Specifically, Canada, Australia, Singapore, Switzerland and Hong Kong - what I’m calling the CASSH countries - appear fundamentally stronger than most of the large, developed countries. Here’s why:
1.) Stronger Growth: These five countries are expected to grow by an average of 3.5% next year, roughly double the expected growth rate for the United States, Europe and Japan.
2.) Better Fiscal Situations: Beyond enjoying better growth prospects, these countries are less burdened by debt and structural deficits. They don’t suffer from the same fiscal imbalances as the United States, Europe and Japan.

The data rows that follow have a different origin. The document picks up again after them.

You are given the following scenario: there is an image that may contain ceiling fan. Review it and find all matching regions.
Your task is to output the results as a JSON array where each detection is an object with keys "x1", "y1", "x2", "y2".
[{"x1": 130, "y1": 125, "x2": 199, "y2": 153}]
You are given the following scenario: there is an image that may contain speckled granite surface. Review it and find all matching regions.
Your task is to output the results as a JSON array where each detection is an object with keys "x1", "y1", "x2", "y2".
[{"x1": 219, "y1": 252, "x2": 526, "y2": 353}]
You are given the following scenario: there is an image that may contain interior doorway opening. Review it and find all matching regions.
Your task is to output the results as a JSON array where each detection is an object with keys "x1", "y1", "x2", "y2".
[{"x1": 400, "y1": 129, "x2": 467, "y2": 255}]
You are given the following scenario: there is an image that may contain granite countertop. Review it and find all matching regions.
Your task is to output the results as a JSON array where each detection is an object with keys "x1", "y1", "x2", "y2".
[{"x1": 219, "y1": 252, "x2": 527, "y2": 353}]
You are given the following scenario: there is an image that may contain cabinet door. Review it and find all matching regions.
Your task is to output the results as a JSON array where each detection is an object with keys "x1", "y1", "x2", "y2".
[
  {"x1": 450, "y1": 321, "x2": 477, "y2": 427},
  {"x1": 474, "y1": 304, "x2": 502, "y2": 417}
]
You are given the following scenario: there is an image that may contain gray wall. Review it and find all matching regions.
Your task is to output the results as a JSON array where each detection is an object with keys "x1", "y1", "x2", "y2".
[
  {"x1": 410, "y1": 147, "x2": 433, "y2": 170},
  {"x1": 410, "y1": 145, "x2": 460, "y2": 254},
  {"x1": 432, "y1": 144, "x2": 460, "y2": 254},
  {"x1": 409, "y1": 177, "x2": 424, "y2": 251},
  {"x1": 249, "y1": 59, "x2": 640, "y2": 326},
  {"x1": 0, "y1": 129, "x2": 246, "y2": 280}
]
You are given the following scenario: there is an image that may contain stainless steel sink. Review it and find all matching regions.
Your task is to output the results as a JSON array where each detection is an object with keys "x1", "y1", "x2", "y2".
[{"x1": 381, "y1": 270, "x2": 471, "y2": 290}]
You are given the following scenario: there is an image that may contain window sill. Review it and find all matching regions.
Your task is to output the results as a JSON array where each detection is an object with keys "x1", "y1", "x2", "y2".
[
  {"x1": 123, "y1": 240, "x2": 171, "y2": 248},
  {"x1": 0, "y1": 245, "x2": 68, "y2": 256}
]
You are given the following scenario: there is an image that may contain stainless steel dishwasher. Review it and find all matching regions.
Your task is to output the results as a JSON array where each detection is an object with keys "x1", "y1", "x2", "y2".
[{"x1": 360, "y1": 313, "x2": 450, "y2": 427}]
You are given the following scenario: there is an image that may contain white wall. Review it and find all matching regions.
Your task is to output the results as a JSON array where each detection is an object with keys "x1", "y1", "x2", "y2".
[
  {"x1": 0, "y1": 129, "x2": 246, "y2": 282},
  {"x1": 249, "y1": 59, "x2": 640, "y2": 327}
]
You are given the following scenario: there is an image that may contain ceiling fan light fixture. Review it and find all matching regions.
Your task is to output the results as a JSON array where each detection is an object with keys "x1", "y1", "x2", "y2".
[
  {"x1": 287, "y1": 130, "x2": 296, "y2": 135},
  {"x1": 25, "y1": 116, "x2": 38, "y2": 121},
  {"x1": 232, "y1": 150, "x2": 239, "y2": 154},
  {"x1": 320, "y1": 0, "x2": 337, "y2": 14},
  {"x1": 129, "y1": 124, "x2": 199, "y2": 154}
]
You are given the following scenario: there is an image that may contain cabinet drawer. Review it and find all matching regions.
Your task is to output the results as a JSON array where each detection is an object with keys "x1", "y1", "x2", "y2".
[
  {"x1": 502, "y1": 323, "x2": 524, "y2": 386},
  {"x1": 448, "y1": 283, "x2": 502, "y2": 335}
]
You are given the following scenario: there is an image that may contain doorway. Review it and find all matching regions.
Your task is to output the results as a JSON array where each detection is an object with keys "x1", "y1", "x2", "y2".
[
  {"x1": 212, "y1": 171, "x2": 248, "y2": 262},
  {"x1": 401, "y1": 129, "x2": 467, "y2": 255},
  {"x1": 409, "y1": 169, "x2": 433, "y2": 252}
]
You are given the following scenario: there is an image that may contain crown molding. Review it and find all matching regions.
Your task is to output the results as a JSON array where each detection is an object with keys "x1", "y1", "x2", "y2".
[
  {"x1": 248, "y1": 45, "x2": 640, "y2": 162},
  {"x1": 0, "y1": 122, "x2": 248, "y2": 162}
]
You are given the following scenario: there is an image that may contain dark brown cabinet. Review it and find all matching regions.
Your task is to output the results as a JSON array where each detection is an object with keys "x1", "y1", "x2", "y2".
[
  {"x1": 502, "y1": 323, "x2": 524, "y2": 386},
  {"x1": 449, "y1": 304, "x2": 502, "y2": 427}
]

3.) Profitable Corporate Sectors: These countries also have profitable corporate sectors that are at least as competitive as those in larger developed market countries. In fact, these five markets have an average return on equity of about 24%, higher than the similar measure for Japan and Europe.
But currently, equity prices of these five markets don’t reflect these better fundamentals. Investors can pay approximately the same price for a dollar of earnings in the CASSH countries as they would for the same cash flow in the United Sates, Europe and Japan. This potentially represents a long-term investment opportunity.
If you’re an investor who looks at a time frame of a year or less, however, you should keep in mind that my near-term outlook for these countries isn’t overweight across the board. Due to country-specific factors, I currently hold overweight near-term views of Singapore and Hong Kong, and neutral near-term views of Canada, Australia and Switzerland.
Even more importantly, keep in mind that if there’s another recession, it’s going to impact all markets. It could hit the CASSH countries as hard, if not harder, than countries like the United States that continue to enjoy perceived safe-haven status.
Still, if the global economy continues to muddle along, as I expect it will, these five countries are likely to hold up much better in the long term than their larger neighbors.
In addition to the normal risks associated with investing, international investments may involve risk of capital loss from unfavorable fluctuation in currency values, from differences in generally accepted accounting principles or from economic or political instability in other nations. Securities focusing on a single country may be subject to higher volatility.